James Court is located in Edinburgh’s Old Town. It is worth a visit if you are ever in the area to see the beautiful architecture and stonework by some of the finest stonemasons in the Edinburgh area.
The early years of James Court
James Court was built between 1723-27 by an Edinburgh property developer called James Brownhill. The design was based on the nearby Milne’s Court and so a courtyard building of the finest exclusive apartments were built.
It wasn’t long thanks to the quality of the exterior stonework and the well designed interiors that James Court became one ofthe most desirable Edinburgh addresses. The flats that were in James Court were bigger, more spacious and much more airy than traditional Edinburgh tenements and this was reflected in the prices.
Famous residents of James Court
In 1762, the famous philosopher David Hume came to live in an apartment in James Court. As well as a philosopher, Hume was a historian and economist and he is best known today for his influential system of empiricism, naturalism and skepticism.
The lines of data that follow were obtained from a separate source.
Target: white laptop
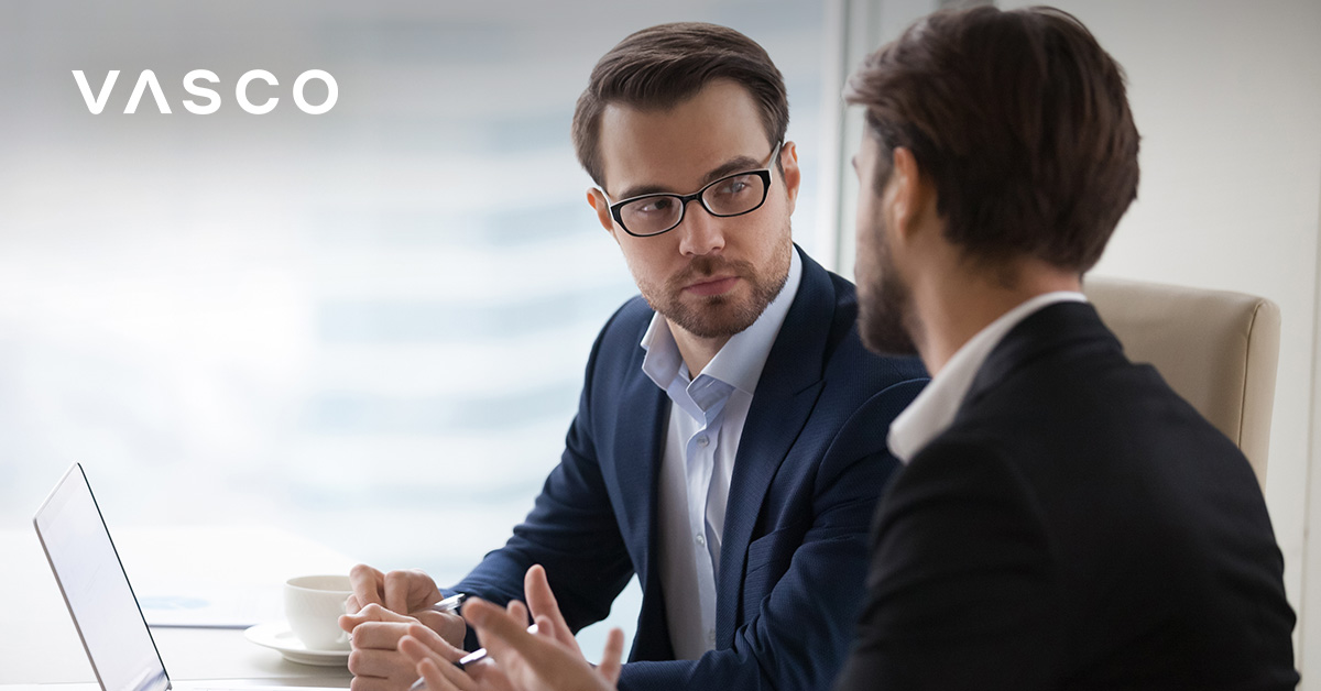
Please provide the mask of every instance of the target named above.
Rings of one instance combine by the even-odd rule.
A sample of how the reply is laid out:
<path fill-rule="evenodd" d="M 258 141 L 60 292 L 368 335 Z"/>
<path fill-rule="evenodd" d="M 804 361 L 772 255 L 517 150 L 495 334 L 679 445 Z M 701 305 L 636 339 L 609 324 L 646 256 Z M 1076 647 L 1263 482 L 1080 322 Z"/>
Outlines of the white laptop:
<path fill-rule="evenodd" d="M 172 684 L 165 673 L 82 465 L 74 464 L 65 473 L 32 522 L 102 690 L 182 688 L 184 684 Z M 226 684 L 244 691 L 263 688 L 242 682 L 186 686 L 226 688 Z"/>

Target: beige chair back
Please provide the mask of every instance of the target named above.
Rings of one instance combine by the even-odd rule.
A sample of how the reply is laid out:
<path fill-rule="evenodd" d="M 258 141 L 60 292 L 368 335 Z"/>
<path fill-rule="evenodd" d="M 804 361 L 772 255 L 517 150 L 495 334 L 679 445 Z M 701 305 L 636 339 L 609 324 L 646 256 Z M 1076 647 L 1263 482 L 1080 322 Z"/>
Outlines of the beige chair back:
<path fill-rule="evenodd" d="M 1280 308 L 1263 297 L 1087 276 L 1083 292 L 1133 362 L 1230 437 L 1266 485 Z"/>

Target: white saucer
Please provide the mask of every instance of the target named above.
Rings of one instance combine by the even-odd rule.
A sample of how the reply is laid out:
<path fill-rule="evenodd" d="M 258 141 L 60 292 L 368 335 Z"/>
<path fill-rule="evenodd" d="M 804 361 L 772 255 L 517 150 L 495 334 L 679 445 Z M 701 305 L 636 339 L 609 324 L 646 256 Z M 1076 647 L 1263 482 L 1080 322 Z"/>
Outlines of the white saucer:
<path fill-rule="evenodd" d="M 284 659 L 299 665 L 320 667 L 343 667 L 349 665 L 347 650 L 310 650 L 289 630 L 287 621 L 268 621 L 243 632 L 243 637 L 254 643 L 279 650 Z"/>

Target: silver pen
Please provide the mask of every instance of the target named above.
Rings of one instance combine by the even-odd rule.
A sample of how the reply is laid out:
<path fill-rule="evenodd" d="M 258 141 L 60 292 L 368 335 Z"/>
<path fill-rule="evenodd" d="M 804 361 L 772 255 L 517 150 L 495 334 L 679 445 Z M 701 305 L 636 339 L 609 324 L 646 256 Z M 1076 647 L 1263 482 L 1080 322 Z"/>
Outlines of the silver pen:
<path fill-rule="evenodd" d="M 435 606 L 440 606 L 441 604 L 443 602 L 437 602 Z M 534 625 L 528 626 L 527 628 L 527 633 L 536 633 L 536 625 L 534 624 Z M 472 663 L 474 663 L 477 661 L 481 661 L 481 659 L 485 659 L 485 658 L 486 658 L 486 649 L 485 647 L 478 647 L 477 650 L 473 650 L 472 653 L 469 653 L 469 654 L 458 658 L 458 662 L 456 662 L 454 666 L 458 667 L 460 670 L 462 670 L 466 665 L 472 665 Z M 423 691 L 424 688 L 427 688 L 427 679 L 423 679 L 421 676 L 419 676 L 417 680 L 413 682 L 413 684 L 408 687 L 408 691 Z"/>
<path fill-rule="evenodd" d="M 446 612 L 449 614 L 457 614 L 458 608 L 462 606 L 464 600 L 468 600 L 466 593 L 452 595 L 435 605 L 431 605 L 432 612 Z"/>

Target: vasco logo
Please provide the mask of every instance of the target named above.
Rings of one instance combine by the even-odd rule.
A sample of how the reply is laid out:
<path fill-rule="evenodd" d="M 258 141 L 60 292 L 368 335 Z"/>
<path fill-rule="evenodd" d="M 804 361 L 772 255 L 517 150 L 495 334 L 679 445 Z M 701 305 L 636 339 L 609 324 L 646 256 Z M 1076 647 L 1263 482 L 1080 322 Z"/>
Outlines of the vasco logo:
<path fill-rule="evenodd" d="M 102 83 L 100 91 L 96 98 L 91 95 L 91 86 L 87 83 L 87 77 L 82 70 L 73 70 L 74 81 L 78 82 L 78 90 L 82 92 L 83 100 L 87 103 L 87 110 L 92 115 L 100 115 L 100 111 L 106 110 L 106 102 L 110 100 L 110 92 L 115 89 L 115 81 L 119 78 L 119 70 L 110 70 L 106 75 L 106 82 Z M 247 87 L 255 79 L 260 79 L 271 86 L 279 86 L 280 82 L 273 74 L 266 70 L 248 70 L 239 77 L 239 81 L 234 85 L 234 99 L 239 102 L 239 107 L 246 112 L 252 115 L 264 115 L 275 110 L 275 106 L 280 102 L 277 96 L 271 96 L 263 103 L 252 103 L 248 99 Z M 312 79 L 320 79 L 326 85 L 326 99 L 320 106 L 313 106 L 308 103 L 306 98 L 303 95 L 303 89 Z M 221 78 L 215 75 L 211 70 L 193 70 L 184 75 L 184 91 L 194 96 L 206 99 L 205 104 L 199 104 L 196 100 L 185 99 L 184 108 L 188 112 L 196 115 L 210 115 L 221 110 L 221 94 L 213 89 L 198 85 L 199 81 L 210 82 L 213 85 L 219 85 Z M 162 114 L 172 112 L 169 110 L 169 102 L 165 100 L 165 94 L 161 91 L 161 83 L 156 79 L 156 73 L 152 70 L 143 70 L 143 74 L 137 77 L 137 83 L 133 86 L 132 95 L 128 96 L 128 106 L 124 107 L 125 114 L 137 112 L 137 103 L 143 99 L 143 92 L 151 90 L 152 99 L 156 100 L 156 108 Z M 336 100 L 339 99 L 339 86 L 334 82 L 334 77 L 325 70 L 308 70 L 299 75 L 293 81 L 293 103 L 299 106 L 299 110 L 306 112 L 308 115 L 321 115 L 334 107 Z"/>

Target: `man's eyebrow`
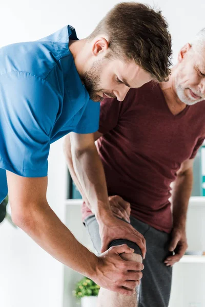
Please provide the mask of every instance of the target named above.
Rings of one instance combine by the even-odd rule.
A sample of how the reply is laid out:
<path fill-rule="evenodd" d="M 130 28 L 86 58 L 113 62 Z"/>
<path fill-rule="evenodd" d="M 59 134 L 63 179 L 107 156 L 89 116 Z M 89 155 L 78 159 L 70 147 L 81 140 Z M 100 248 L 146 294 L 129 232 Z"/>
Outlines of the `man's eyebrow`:
<path fill-rule="evenodd" d="M 128 81 L 127 81 L 127 80 L 126 79 L 125 79 L 125 78 L 122 78 L 122 81 L 123 82 L 124 84 L 125 84 L 126 85 L 126 86 L 128 86 L 128 87 L 131 87 L 131 86 L 128 83 Z"/>

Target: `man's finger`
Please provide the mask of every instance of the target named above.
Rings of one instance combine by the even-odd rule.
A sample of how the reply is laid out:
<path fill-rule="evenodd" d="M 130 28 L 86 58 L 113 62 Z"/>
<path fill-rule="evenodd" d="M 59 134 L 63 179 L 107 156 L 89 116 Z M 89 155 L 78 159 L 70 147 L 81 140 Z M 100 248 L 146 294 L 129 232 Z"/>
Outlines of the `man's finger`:
<path fill-rule="evenodd" d="M 173 252 L 177 246 L 179 240 L 179 238 L 177 236 L 174 237 L 171 242 L 169 250 L 170 252 Z"/>
<path fill-rule="evenodd" d="M 119 204 L 126 210 L 128 214 L 130 215 L 131 211 L 130 203 L 121 198 L 121 199 L 119 200 Z"/>
<path fill-rule="evenodd" d="M 117 253 L 117 254 L 122 254 L 122 253 L 126 253 L 126 254 L 133 254 L 134 252 L 134 250 L 133 248 L 129 247 L 127 244 L 122 244 L 121 245 L 118 245 L 117 246 L 113 246 L 112 248 L 112 252 Z"/>
<path fill-rule="evenodd" d="M 135 272 L 134 272 L 134 273 L 136 274 L 133 274 L 132 275 L 132 274 L 130 274 L 131 272 L 128 272 L 127 273 L 127 275 L 126 275 L 126 278 L 127 279 L 130 279 L 130 277 L 131 276 L 131 275 L 132 278 L 133 278 L 132 279 L 132 280 L 138 280 L 138 279 L 141 278 L 141 277 L 142 277 L 142 273 L 140 271 L 142 270 L 144 270 L 144 266 L 143 264 L 142 264 L 140 262 L 137 262 L 135 261 L 126 261 L 126 264 L 128 270 L 129 271 L 135 271 Z"/>
<path fill-rule="evenodd" d="M 107 251 L 108 247 L 108 244 L 109 243 L 107 241 L 105 241 L 105 240 L 102 240 L 100 250 L 100 252 L 101 253 L 104 253 L 104 252 L 106 252 Z"/>

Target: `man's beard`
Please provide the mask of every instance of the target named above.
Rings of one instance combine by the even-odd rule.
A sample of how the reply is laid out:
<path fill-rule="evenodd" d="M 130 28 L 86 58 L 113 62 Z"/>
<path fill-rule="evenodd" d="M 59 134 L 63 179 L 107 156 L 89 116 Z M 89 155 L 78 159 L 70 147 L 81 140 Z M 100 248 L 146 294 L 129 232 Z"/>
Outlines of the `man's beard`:
<path fill-rule="evenodd" d="M 194 93 L 195 94 L 196 94 L 196 95 L 198 96 L 200 96 L 200 94 L 196 93 L 196 91 L 195 91 L 194 89 L 192 89 L 189 87 L 184 89 L 180 85 L 176 85 L 176 92 L 178 97 L 179 97 L 181 101 L 182 101 L 186 104 L 187 104 L 187 105 L 193 105 L 194 104 L 196 104 L 196 103 L 197 103 L 197 102 L 202 101 L 204 99 L 204 98 L 202 97 L 200 97 L 198 99 L 192 99 L 189 96 L 185 95 L 184 91 L 186 89 L 187 89 L 188 91 L 189 90 L 191 90 L 191 91 L 192 91 L 192 92 L 193 92 L 193 93 Z"/>
<path fill-rule="evenodd" d="M 84 83 L 89 94 L 91 99 L 96 102 L 99 102 L 103 100 L 103 98 L 97 95 L 97 93 L 104 93 L 112 98 L 115 98 L 113 93 L 110 93 L 106 90 L 100 87 L 100 72 L 102 71 L 102 62 L 104 60 L 99 61 L 96 63 L 93 63 L 93 65 L 89 70 L 85 72 L 81 79 Z"/>

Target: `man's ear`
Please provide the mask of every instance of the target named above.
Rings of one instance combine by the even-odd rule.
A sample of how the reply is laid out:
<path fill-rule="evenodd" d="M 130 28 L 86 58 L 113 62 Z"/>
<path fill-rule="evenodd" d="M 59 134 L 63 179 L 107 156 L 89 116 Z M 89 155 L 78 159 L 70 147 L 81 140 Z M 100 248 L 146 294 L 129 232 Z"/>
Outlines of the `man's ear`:
<path fill-rule="evenodd" d="M 109 47 L 109 43 L 104 37 L 100 37 L 94 41 L 92 53 L 94 56 L 97 56 L 102 53 L 107 52 Z"/>
<path fill-rule="evenodd" d="M 180 49 L 178 55 L 178 61 L 179 63 L 183 60 L 183 59 L 186 56 L 188 52 L 190 50 L 190 49 L 191 48 L 192 46 L 191 46 L 191 45 L 189 42 L 188 42 L 186 44 L 186 45 L 183 46 L 183 47 L 181 48 L 181 49 Z"/>

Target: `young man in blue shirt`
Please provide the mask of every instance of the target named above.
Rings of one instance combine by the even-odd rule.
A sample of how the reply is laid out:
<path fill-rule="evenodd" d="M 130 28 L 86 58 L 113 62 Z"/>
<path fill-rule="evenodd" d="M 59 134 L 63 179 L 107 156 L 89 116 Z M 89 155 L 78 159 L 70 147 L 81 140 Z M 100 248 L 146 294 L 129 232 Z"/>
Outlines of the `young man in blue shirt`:
<path fill-rule="evenodd" d="M 69 26 L 0 49 L 0 203 L 8 190 L 13 222 L 39 245 L 104 288 L 127 295 L 139 283 L 142 265 L 121 259 L 119 254 L 134 252 L 127 245 L 98 257 L 76 240 L 47 203 L 47 158 L 50 144 L 72 132 L 76 172 L 96 216 L 109 215 L 120 237 L 137 243 L 145 255 L 142 236 L 112 214 L 92 133 L 103 98 L 121 101 L 130 87 L 167 79 L 167 27 L 160 12 L 122 3 L 86 39 L 78 40 Z M 112 238 L 107 230 L 104 234 Z"/>

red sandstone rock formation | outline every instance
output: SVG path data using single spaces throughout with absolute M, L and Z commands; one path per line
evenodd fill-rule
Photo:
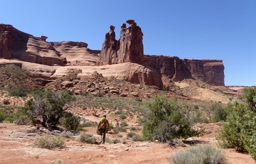
M 145 55 L 144 64 L 174 81 L 196 78 L 210 85 L 224 85 L 221 60 L 180 59 L 177 56 Z
M 35 37 L 21 32 L 11 25 L 0 24 L 0 58 L 18 59 L 42 65 L 64 66 L 65 59 L 45 40 L 46 37 Z
M 110 31 L 106 33 L 97 65 L 132 62 L 143 63 L 143 33 L 134 20 L 126 21 L 121 26 L 120 38 L 115 40 L 115 27 L 110 25 Z

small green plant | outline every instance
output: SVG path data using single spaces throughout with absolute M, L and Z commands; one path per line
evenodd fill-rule
M 107 143 L 113 143 L 114 142 L 113 140 L 110 139 L 109 137 L 106 137 L 105 139 L 105 142 Z
M 86 142 L 88 143 L 95 144 L 96 143 L 96 138 L 90 133 L 82 133 L 78 136 L 78 137 L 76 139 L 76 140 L 81 142 Z
M 135 98 L 135 101 L 138 101 L 138 102 L 142 102 L 142 99 L 139 98 L 139 97 L 136 97 Z
M 51 164 L 63 164 L 63 162 L 60 159 L 58 159 L 56 161 L 51 162 Z
M 72 138 L 73 135 L 70 131 L 64 130 L 61 133 L 60 136 L 64 138 Z
M 16 88 L 9 91 L 10 96 L 19 97 L 26 97 L 29 92 L 29 90 L 24 88 Z
M 195 108 L 195 110 L 199 110 L 199 107 L 198 107 L 198 105 L 195 105 L 193 106 L 193 107 L 194 107 L 194 108 Z
M 138 134 L 136 133 L 134 133 L 133 131 L 130 131 L 127 134 L 127 138 L 132 138 L 131 140 L 133 142 L 143 142 L 145 141 L 145 139 L 143 137 L 143 136 Z
M 226 164 L 227 162 L 222 150 L 210 145 L 199 145 L 186 150 L 178 150 L 170 156 L 170 163 Z
M 120 114 L 119 117 L 120 118 L 121 120 L 124 120 L 124 119 L 126 119 L 127 116 L 124 114 L 122 113 Z
M 87 91 L 85 91 L 85 92 L 82 94 L 82 95 L 85 97 L 85 96 L 87 96 L 88 94 L 89 94 L 89 92 L 87 92 Z
M 113 140 L 113 143 L 114 144 L 116 144 L 116 143 L 120 143 L 118 140 L 117 140 L 117 139 L 114 139 Z
M 82 124 L 82 127 L 92 127 L 92 124 L 89 121 L 86 121 Z
M 39 148 L 52 149 L 62 147 L 64 144 L 64 141 L 60 137 L 45 136 L 38 137 L 34 145 Z
M 79 116 L 74 115 L 71 112 L 67 112 L 63 118 L 62 124 L 65 127 L 70 130 L 77 130 L 79 127 L 80 119 Z
M 4 99 L 2 101 L 2 104 L 4 104 L 4 105 L 9 105 L 10 103 L 9 102 L 9 99 Z
M 36 158 L 36 159 L 39 159 L 39 155 L 36 155 L 35 157 Z
M 103 97 L 104 95 L 102 93 L 98 92 L 96 94 L 95 97 Z

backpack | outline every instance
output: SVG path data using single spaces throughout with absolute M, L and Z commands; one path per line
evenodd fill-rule
M 102 117 L 101 118 L 101 128 L 105 128 L 107 126 L 107 118 L 106 117 Z

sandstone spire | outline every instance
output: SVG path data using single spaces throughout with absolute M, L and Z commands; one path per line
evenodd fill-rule
M 143 33 L 141 27 L 133 20 L 126 21 L 129 24 L 121 25 L 120 38 L 115 40 L 114 27 L 110 26 L 110 31 L 106 33 L 102 44 L 98 65 L 122 63 L 126 62 L 143 63 Z

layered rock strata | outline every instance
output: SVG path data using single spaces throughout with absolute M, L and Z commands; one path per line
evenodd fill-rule
M 126 21 L 121 25 L 120 38 L 115 40 L 115 27 L 105 36 L 97 65 L 123 63 L 127 62 L 143 63 L 143 33 L 134 20 Z

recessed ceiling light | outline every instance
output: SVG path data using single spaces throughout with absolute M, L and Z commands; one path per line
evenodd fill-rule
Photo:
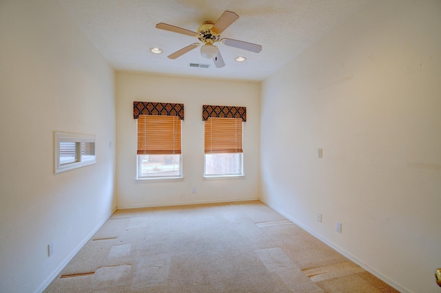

Hume was known to have loved his Old Town apartment in James Court and whilst on a trip to Paris he wrote to his friend Adam Ferguson: “…I wish twice or thrice a day, for my easy chair and my retreat in James Court”. However, as time went on like many of his contemporaries he desired to move to the New Town which was beginning to form, offering more spacious dwellings and he moved from James Court in 1770.
The very next tenant in David Hume’s old partment was another famous figure, James Boswell. Famous as a biographer and diarist, he is best known for the biography he wrote of the English literary figure Samuel Johnson.
From here he moved he and his family to a much larger James Court flat and it was here that he entertained Dr Johnson before their epic journey to the Western Isles.
James Court today
James Court like much of the rest of Old Town declined during the Victorian era although there were some attempts by people like Patrick Geddes who tried to regenerate the area. By enabling more and more people to take control of their own surroundings and bringing the university and local community closer together he managed to ensure that much of Old Town remains to this day.
Sadly a fire in 1857 destroyed many of James Court buildings but may be rebuilt in the 1890s. James Court still stands proudly in the city today and some of the apartments are available to rent for visitors who want to experience these beautiful buildings at first hand.